Peter Barker serves as the Jonathan S. Lewin, M.D. Professor and director of the Magnetic Resonance Research Division at Johns Hopkins Radiology, where a highly collaborative, technically skilled team is dedicated to expanding what’s possible with magnetic resonance imaging (MRI) and spectroscopy (MRS). Since joining the faculty in the late 1990s, Barker has been a leading force in the development of both translational neuroimaging and MR technique development.

The MR research division is known for its work in several different areas including brain and cardiac imaging, metabolic and cellular profiling, and the development of new MR techniques. Researchers draw on expertise across radiology and related specialties to find better ways to detect, understand, and monitor disease. With cutting-edge capabilities in quantitative imaging and molecular characterization, the team bridges preclinical research and clinical care, ensuring discoveries reach patients.

Barker also prioritizes mentoring, supporting faculty leading projects from cancer imaging to radiogenomic analysis and noninvasive brain tumor diagnostics. Grounded in innovation and teamwork, the division continues to push the boundaries of MR imaging.
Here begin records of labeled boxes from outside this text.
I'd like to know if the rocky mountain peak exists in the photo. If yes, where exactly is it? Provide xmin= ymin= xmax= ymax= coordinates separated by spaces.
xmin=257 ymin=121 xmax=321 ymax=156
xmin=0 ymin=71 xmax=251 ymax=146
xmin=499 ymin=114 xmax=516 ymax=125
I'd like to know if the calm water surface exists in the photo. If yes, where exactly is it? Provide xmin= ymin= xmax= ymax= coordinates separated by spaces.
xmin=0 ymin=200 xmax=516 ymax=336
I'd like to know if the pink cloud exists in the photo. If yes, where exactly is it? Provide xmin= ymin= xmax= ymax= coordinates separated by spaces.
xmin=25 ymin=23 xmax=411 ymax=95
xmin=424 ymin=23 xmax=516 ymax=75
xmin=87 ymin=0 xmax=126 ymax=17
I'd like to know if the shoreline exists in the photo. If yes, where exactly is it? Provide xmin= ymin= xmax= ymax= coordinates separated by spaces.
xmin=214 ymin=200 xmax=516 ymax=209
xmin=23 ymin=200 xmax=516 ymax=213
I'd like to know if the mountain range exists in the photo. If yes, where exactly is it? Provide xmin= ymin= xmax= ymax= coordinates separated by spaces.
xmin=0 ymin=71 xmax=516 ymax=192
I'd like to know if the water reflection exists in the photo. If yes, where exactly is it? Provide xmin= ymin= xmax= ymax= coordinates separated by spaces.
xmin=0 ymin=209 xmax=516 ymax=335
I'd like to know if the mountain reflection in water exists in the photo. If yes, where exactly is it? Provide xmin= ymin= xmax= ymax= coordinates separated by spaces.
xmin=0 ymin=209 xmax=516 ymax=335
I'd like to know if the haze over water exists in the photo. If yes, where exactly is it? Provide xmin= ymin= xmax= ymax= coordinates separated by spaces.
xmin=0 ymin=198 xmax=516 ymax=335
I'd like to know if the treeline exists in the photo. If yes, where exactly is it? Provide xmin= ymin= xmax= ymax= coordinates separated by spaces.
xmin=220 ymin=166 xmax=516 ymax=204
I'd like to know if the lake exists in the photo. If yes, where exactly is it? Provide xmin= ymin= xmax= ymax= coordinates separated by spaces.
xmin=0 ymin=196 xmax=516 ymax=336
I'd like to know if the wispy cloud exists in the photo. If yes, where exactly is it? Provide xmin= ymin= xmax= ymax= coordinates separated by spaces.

Improving Prostate Cancer Diagnosis with Dual-Target Imaging

Aline Thomas, assistant professor, is advancing the early-stage development of a novel imaging strategy to improve prostate cancer diagnosis. Her work refines prostate-specific membrane antigen (PSMA) imaging, a game-changing tool that can still produce false positives, often due to benign prostatic hyperplasia (BPH).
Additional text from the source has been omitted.